Not only ink but also blood has been spilt over what Jesus meant, and over what we mean when we "proclaim his death" in this way. The Passover and its message of liberation combines with the theme of sacrifice, of making amends for our own sinfulness. And joined to these is the theme of covenant, of a new relationship with God which "the blood" makes possible.
The Last Supper stands at the beginning of three days which changed the world, and in a real sense the meal holds the essence of what Jesus did, passing through death to the power and joy of the Resurrection, "when I drink anew in the Kingdom of God". And even if we allow other emphases to take over our worship from time to time, in the New Testament it stands at the heart of the church's life together.

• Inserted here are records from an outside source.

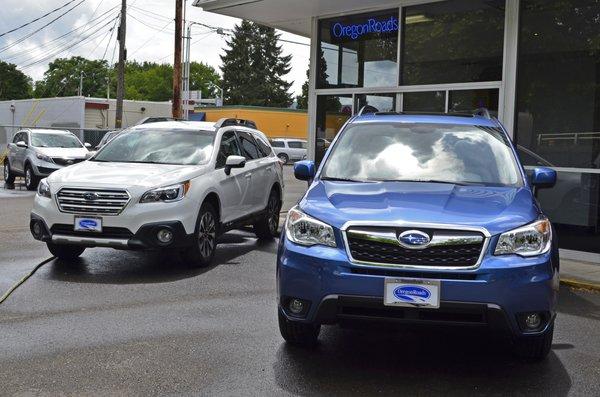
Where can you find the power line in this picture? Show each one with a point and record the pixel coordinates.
(37, 19)
(37, 30)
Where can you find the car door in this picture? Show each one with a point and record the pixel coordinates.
(255, 170)
(234, 188)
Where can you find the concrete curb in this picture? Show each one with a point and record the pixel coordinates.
(580, 284)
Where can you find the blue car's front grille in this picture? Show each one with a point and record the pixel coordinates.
(374, 247)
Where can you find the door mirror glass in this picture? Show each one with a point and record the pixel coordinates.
(234, 162)
(304, 170)
(543, 177)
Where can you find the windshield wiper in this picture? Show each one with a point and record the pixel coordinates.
(431, 181)
(334, 179)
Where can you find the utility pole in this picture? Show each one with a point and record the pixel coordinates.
(121, 68)
(177, 60)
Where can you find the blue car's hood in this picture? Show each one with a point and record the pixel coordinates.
(497, 209)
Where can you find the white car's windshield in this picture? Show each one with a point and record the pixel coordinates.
(55, 140)
(182, 147)
(446, 153)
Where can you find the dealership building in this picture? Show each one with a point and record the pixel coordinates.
(535, 64)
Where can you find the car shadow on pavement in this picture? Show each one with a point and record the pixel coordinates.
(107, 266)
(371, 361)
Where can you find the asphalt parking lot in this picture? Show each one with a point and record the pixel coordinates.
(145, 324)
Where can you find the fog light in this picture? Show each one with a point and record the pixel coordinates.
(165, 236)
(37, 229)
(296, 306)
(533, 320)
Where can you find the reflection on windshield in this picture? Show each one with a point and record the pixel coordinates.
(461, 154)
(55, 140)
(182, 147)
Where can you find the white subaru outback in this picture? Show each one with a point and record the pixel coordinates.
(168, 185)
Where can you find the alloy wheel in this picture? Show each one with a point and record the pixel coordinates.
(206, 235)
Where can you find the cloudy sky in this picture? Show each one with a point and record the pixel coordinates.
(150, 30)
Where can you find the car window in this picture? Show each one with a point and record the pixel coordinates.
(248, 146)
(263, 146)
(229, 147)
(428, 152)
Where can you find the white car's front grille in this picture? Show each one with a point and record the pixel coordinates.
(84, 201)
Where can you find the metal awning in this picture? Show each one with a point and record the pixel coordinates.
(292, 16)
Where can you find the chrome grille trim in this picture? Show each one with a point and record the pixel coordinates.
(459, 228)
(109, 202)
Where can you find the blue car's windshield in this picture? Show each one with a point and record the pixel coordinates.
(446, 153)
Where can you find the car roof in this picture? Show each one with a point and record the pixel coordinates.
(427, 118)
(48, 131)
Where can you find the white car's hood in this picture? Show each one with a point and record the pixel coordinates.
(90, 174)
(69, 153)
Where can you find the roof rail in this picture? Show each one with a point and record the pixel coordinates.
(225, 122)
(367, 109)
(482, 112)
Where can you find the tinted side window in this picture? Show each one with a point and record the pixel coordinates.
(264, 148)
(229, 147)
(248, 146)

The Bible gives four accounts of what Jesus did with the bread and the wine. But this does not mean there is one account in each Gospel narrative. Matthew, Mark and Luke tell the story, but the fourth account comes from Paul, in his letter to the Corinthians. John's account of the meal spans five chapters (13-17), but eating and drinking (except the bread dipped in the dish and handed to Judas) play no part: Jesus washes the disciples' feet, portrays to them his own glory and prays that they may share in it, as he has been united in the Father's glory, "so that the world may believe."
Yet the bread and the wine are at the heart of John's message. "I am the vine," says Jesus during the meal, "and you are the branches." The vine recalls God's covenant relationship with the old Israel, now fulfilled in himself, and through his followers fulfilled in the church, the new Israel, the source of the new wine of the Gospel of which his first recorded work at the marriage at Cana was a sign.
For John, too, Jesus was the bread of life. John concentrates not so much on Jesus' body (not broken on the cross, as he makes a point of saying) as on Jesus' power to feed and sustain us, to satisfy our hunger and our need.
This Lent, as we look towards the Cross, and beyond it to the power of the Resurrection, may we pause with the twelve at the Lord's Table in the upper room, and draw strength from what took place there - and takes place when we ourselves "show it forth". May we be, as he prayed, "one in him and he in us". And may we share with him in his final cry from the Cross, tetelesthai, it is finished, Christ's triumphant work is done.